I have a dataframe in Python, listing a bunch of tweets with their id, created time and the tweet id each one has interacted with. e.g. 006
to 004
, 002
quoted 999
(999
is an old tweet, not listed here). The table is sorted based on the created time.
+----------+---------------------+-------------+--------------+-----------+
| tweet_id | created_at | reply_to_id | retweeted_id | quoted_id |
+----------+---------------------+-------------+--------------+-----------+
| 001 | 2020-02-24 15:51:17 | nan | 000 | nan |
| 002 | 2020-02-24 15:52:17 | nan | nan | nan |
| 003 | 2020-02-24 15:53:17 | nan | nan | 999 |
| 004 | 2020-02-24 15:54:17 | 001 | nan | nan |
| 005 | 2020-02-24 15:55:17 | nan | nan | nan |
| 006 | 2020-02-24 15:56:17 | nan | 004 | 003 |
| 007 | 2020-02-24 15:57:17 | nan | nan | 003 |
| 008 | 2020-02-24 15:58:17 | nan | nan | 006 |
| 009 | 2020-02-24 15:59:17 | 006 | nan | nan |
| 010 | 2020-02-24 16:00:17 | nan | 008 | nan |
+----------+---------------------+-------------+--------------+-----------+
I am trying to write a function to find the interaction history of a single tweet. e.g. 010
retweeted 008
, 008
quoted 006
, 006
retweeted 004
and also quoted 003
, 004
replied to 001
, 003
quoted 999
. I would like this function to return a list of tweets that traces back 010
's history.
In other words, I would like:
input: '010'
output: ['008', '006', '004', '003', '001', '999']

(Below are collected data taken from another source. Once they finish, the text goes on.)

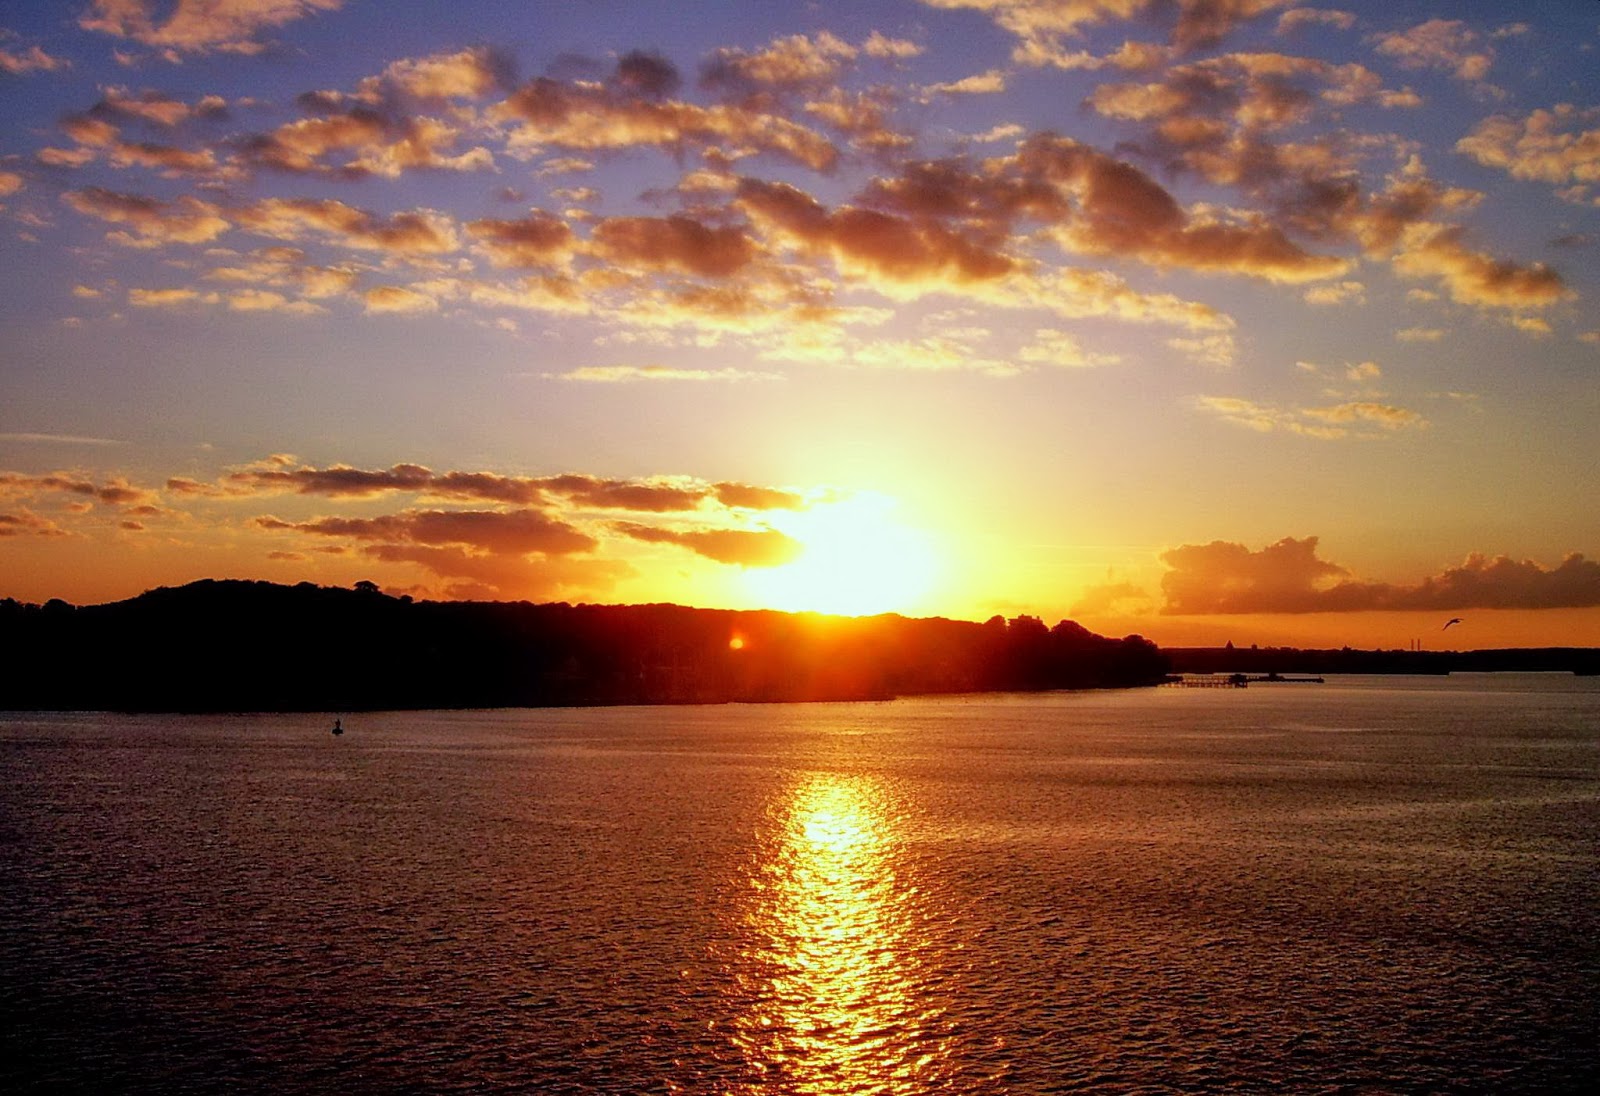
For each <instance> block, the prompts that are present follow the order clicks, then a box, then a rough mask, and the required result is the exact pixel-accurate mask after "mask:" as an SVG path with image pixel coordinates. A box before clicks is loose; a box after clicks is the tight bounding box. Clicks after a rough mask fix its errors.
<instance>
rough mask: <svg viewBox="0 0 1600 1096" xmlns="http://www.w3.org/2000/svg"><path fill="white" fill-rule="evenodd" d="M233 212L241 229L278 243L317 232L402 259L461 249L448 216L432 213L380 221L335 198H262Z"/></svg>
mask: <svg viewBox="0 0 1600 1096" xmlns="http://www.w3.org/2000/svg"><path fill="white" fill-rule="evenodd" d="M234 213H235V218H237V221H238V224H240V227H243V229H248V230H251V232H256V234H259V235H269V237H275V238H280V240H299V238H301V237H304V235H306V234H307V232H315V234H320V235H322V237H325V238H328V240H331V242H336V243H342V245H344V246H350V248H357V250H363V251H387V253H390V254H400V256H432V254H445V253H450V251H454V250H458V248H459V246H461V242H459V240H458V237H456V230H454V224H453V222H451V221H450V218H448V216H445V214H442V213H434V211H432V210H410V211H405V213H395V214H392V216H389V218H387V219H384V218H379V216H378V214H374V213H368V211H366V210H357V208H354V206H349V205H346V203H342V202H336V200H333V198H326V200H315V198H264V200H261V202H258V203H254V205H250V206H243V208H240V210H235V211H234Z"/></svg>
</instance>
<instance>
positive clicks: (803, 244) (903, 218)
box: [738, 179, 1016, 285]
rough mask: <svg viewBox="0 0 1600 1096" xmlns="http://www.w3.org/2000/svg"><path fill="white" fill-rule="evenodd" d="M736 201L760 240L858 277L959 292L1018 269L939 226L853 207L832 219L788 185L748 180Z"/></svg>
mask: <svg viewBox="0 0 1600 1096" xmlns="http://www.w3.org/2000/svg"><path fill="white" fill-rule="evenodd" d="M738 200H739V206H741V208H742V210H744V211H746V213H747V214H749V216H750V219H752V221H754V222H755V224H757V227H760V229H762V230H763V232H766V234H770V235H773V237H776V238H778V240H782V242H784V243H787V245H790V246H797V248H800V250H803V251H810V253H826V254H830V256H832V258H834V261H835V262H838V264H840V266H842V267H843V269H846V270H848V272H851V274H856V275H859V277H874V278H888V280H890V282H894V283H901V285H917V283H930V285H938V283H949V285H962V283H970V282H981V280H987V278H997V277H1000V275H1003V274H1008V272H1010V270H1013V269H1014V267H1016V262H1014V261H1013V259H1011V258H1008V256H1005V254H1003V253H1000V251H995V250H992V248H989V246H986V245H984V243H981V242H978V240H973V238H968V237H965V235H962V234H958V232H954V230H950V229H947V227H944V226H941V224H934V222H918V221H912V219H909V218H898V216H893V214H888V213H878V211H875V210H862V208H854V206H845V208H840V210H834V211H829V210H827V208H826V206H822V205H821V203H819V202H816V200H814V198H811V197H810V195H808V194H805V192H803V190H800V189H797V187H792V186H789V184H786V182H766V181H762V179H744V181H741V184H739V198H738Z"/></svg>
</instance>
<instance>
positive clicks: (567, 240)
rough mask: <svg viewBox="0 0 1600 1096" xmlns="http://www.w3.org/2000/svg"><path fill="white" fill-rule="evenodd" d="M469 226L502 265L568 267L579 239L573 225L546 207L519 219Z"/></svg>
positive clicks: (489, 222)
mask: <svg viewBox="0 0 1600 1096" xmlns="http://www.w3.org/2000/svg"><path fill="white" fill-rule="evenodd" d="M466 229H467V235H470V237H474V238H475V240H478V242H480V243H482V245H483V250H485V251H488V254H490V259H491V261H493V262H494V266H502V267H541V266H565V264H566V262H568V261H570V259H571V256H573V253H574V250H576V242H578V240H576V235H574V234H573V229H571V226H568V224H566V222H565V221H562V219H560V218H558V216H555V214H552V213H546V211H542V210H534V211H533V213H530V214H528V216H526V218H522V219H518V221H493V219H485V221H469V222H467V226H466Z"/></svg>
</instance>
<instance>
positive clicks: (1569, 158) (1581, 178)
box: [1456, 102, 1600, 184]
mask: <svg viewBox="0 0 1600 1096" xmlns="http://www.w3.org/2000/svg"><path fill="white" fill-rule="evenodd" d="M1594 122H1600V109H1595V107H1590V109H1579V107H1576V106H1573V104H1571V102H1562V104H1557V106H1555V107H1552V109H1549V110H1533V112H1530V114H1528V115H1526V117H1523V118H1515V117H1510V115H1502V114H1496V115H1491V117H1488V118H1485V120H1483V122H1480V123H1478V125H1477V126H1474V130H1472V133H1469V134H1467V136H1464V138H1461V139H1459V141H1456V152H1462V154H1466V155H1469V157H1472V158H1474V160H1477V162H1478V163H1482V165H1485V166H1490V168H1499V170H1502V171H1506V173H1507V174H1510V176H1512V178H1514V179H1538V181H1539V182H1557V184H1571V182H1600V126H1594V128H1589V130H1579V126H1584V125H1589V123H1594Z"/></svg>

code to generate this toy dataframe:
df = pd.DataFrame(np.array(
[['001','2020-02-24 15:51:17',np.nan,'000',np.nan],
['002','2020-02-24 15:52:17',np.nan,np.nan,np.nan],
['003','2020-02-24 15:53:17',np.nan,np.nan,'999'],
['004','2020-02-24 15:54:17',np.nan,np.nan,np.nan],
['005','2020-02-24 15:55:17',np.nan,np.nan,np.nan],
['006','2020-02-24 15:56:17',np.nan,'004',np.nan],
['007','2020-02-24 15:57:17',np.nan,np.nan,'003'],
['008','2020-02-24 15:58:17',np.nan,np.nan,'006'],
['009','2020-02-24 15:59:17','006',np.nan,np.nan],
['010','2020-02-24 16:00:17',np.nan,'008',np.nan]]),
columns = ['tweet_id', 'created_at', 'reply_to_id', 'retweeted_id', 'quoted_id'])

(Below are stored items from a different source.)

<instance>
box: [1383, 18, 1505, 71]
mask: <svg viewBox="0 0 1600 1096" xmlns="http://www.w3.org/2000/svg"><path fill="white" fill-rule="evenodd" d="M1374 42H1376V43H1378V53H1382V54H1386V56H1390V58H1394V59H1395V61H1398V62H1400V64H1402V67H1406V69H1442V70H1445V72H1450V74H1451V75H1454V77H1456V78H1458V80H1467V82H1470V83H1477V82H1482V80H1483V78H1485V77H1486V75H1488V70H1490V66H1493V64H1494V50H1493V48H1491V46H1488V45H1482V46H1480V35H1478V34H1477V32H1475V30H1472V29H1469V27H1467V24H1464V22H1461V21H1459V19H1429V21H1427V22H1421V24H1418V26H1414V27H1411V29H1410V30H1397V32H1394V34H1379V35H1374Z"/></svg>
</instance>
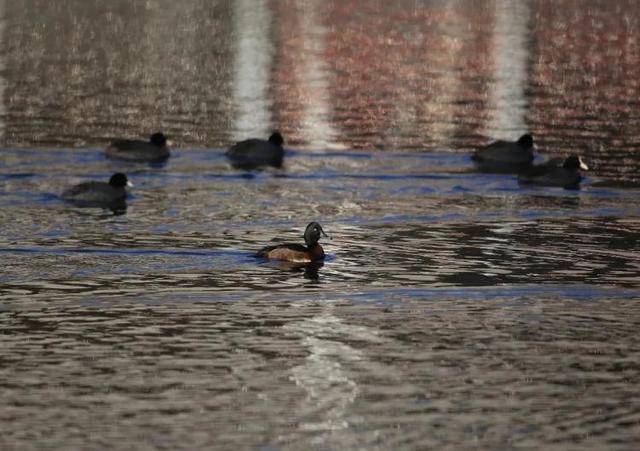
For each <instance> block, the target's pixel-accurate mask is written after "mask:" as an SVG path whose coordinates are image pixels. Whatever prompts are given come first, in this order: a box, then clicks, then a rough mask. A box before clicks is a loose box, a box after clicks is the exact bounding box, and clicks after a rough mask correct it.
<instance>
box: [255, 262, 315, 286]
mask: <svg viewBox="0 0 640 451" xmlns="http://www.w3.org/2000/svg"><path fill="white" fill-rule="evenodd" d="M265 265H268V266H270V267H273V268H277V269H280V270H282V271H287V272H293V273H300V272H302V273H303V274H302V276H303V277H304V278H305V279H308V280H312V281H314V282H317V281H319V280H320V273H319V270H320V268H322V267H323V266H324V262H323V261H322V260H319V261H314V262H310V263H294V262H287V261H281V260H271V261H269V262H268V263H265Z"/></svg>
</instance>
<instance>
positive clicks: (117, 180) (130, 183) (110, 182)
mask: <svg viewBox="0 0 640 451" xmlns="http://www.w3.org/2000/svg"><path fill="white" fill-rule="evenodd" d="M109 185H111V186H113V187H114V188H124V187H125V186H133V185H132V184H131V182H130V181H129V180H128V179H127V176H126V175H124V174H123V173H122V172H116V173H115V174H113V175H112V176H111V178H110V179H109Z"/></svg>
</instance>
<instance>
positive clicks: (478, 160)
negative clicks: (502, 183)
mask: <svg viewBox="0 0 640 451" xmlns="http://www.w3.org/2000/svg"><path fill="white" fill-rule="evenodd" d="M533 148H534V147H533V136H531V134H529V133H526V134H524V135H522V136H521V137H520V138H519V139H518V140H517V141H502V140H500V141H494V142H492V143H491V144H489V145H488V146H485V147H483V148H482V149H478V150H477V151H476V152H475V153H474V154H473V155H472V156H471V159H472V160H473V161H474V162H475V163H476V165H477V166H478V168H479V169H480V170H481V171H484V172H505V173H518V172H520V171H522V170H524V169H526V168H528V167H530V166H531V163H532V162H533V158H534V155H533Z"/></svg>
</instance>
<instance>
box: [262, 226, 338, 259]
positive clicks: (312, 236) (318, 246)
mask: <svg viewBox="0 0 640 451" xmlns="http://www.w3.org/2000/svg"><path fill="white" fill-rule="evenodd" d="M321 236H325V237H327V238H329V237H328V236H327V234H326V233H324V230H322V226H321V225H320V224H318V223H317V222H310V223H309V225H307V227H306V229H305V231H304V235H303V237H304V243H305V244H304V245H302V244H297V243H282V244H278V245H275V246H267V247H264V248H262V249H260V250H259V251H258V252H257V253H256V257H259V258H266V259H268V260H279V261H285V262H291V263H312V262H318V261H321V260H324V250H323V249H322V246H320V244H319V243H318V241H319V240H320V237H321Z"/></svg>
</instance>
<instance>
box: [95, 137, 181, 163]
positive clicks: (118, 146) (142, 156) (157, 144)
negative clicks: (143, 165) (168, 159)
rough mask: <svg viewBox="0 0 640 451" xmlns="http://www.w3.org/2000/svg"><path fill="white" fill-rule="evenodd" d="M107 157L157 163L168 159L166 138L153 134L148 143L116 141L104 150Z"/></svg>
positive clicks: (126, 160)
mask: <svg viewBox="0 0 640 451" xmlns="http://www.w3.org/2000/svg"><path fill="white" fill-rule="evenodd" d="M105 153H106V155H107V157H109V158H115V159H118V160H125V161H137V162H151V163H153V162H159V161H164V160H166V159H167V158H169V155H170V152H169V148H168V147H167V138H166V137H165V136H164V135H163V134H162V133H154V134H153V135H151V137H150V139H149V141H142V140H139V139H118V140H115V141H113V142H112V143H111V144H110V145H109V147H107V149H106V150H105Z"/></svg>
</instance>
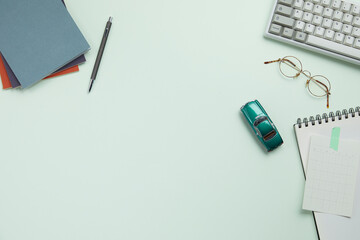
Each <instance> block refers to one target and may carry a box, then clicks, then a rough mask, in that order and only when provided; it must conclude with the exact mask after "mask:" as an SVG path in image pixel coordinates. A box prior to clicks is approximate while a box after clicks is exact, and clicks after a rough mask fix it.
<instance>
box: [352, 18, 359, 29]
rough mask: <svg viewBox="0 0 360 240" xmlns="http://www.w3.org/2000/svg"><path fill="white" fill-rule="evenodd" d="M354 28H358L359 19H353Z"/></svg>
mask: <svg viewBox="0 0 360 240" xmlns="http://www.w3.org/2000/svg"><path fill="white" fill-rule="evenodd" d="M353 25H354V26H355V27H360V17H355V18H354V21H353Z"/></svg>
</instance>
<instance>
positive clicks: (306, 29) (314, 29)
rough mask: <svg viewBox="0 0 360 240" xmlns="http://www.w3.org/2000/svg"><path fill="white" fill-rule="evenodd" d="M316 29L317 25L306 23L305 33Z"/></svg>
mask: <svg viewBox="0 0 360 240" xmlns="http://www.w3.org/2000/svg"><path fill="white" fill-rule="evenodd" d="M314 31H315V25H312V24H309V23H308V24H306V25H305V30H304V32H305V33H308V34H313V33H314Z"/></svg>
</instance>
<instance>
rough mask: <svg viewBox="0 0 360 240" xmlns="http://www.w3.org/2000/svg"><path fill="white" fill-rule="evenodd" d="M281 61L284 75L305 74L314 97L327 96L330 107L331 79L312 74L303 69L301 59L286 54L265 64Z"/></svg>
mask: <svg viewBox="0 0 360 240" xmlns="http://www.w3.org/2000/svg"><path fill="white" fill-rule="evenodd" d="M274 62H279V69H280V72H281V74H282V75H284V76H285V77H287V78H297V77H299V76H300V75H301V74H303V75H304V76H305V77H306V78H307V80H306V84H305V87H306V88H307V90H308V91H309V93H310V94H311V95H313V96H314V97H325V96H326V98H327V105H326V106H327V108H329V96H330V90H331V84H330V81H329V79H327V78H326V77H324V76H322V75H316V76H311V73H310V72H309V71H307V70H303V67H302V63H301V61H300V60H299V59H297V58H296V57H293V56H286V57H284V58H279V59H278V60H274V61H268V62H265V64H269V63H274Z"/></svg>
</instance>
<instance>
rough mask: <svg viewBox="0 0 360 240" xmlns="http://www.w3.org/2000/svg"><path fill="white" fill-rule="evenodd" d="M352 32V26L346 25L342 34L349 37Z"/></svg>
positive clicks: (344, 27)
mask: <svg viewBox="0 0 360 240" xmlns="http://www.w3.org/2000/svg"><path fill="white" fill-rule="evenodd" d="M351 31H352V26H350V25H347V24H344V26H343V30H342V33H344V34H347V35H349V34H350V33H351Z"/></svg>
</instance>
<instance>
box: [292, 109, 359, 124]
mask: <svg viewBox="0 0 360 240" xmlns="http://www.w3.org/2000/svg"><path fill="white" fill-rule="evenodd" d="M349 116H350V117H355V116H360V107H356V108H355V109H354V108H350V109H349V110H347V109H344V110H342V111H336V112H335V113H334V112H330V113H329V114H326V113H324V114H323V115H322V116H320V114H318V115H316V116H315V118H314V116H311V117H310V118H309V119H308V118H304V119H303V120H301V118H298V120H297V123H296V124H297V125H298V127H299V128H301V127H302V125H303V124H304V125H305V127H308V126H309V124H311V125H315V122H318V123H319V124H322V123H323V122H325V123H327V122H329V120H330V121H335V120H336V119H338V120H341V119H342V118H343V117H345V119H347V118H349Z"/></svg>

I guess it might involve some recursive search? I could only handle when there is only one type of interaction (if tweets can only reply to each other. Not sure how to handle when 006
interacted with 2 tweets and it kind of creates two branches. Hope to get some help from you guys!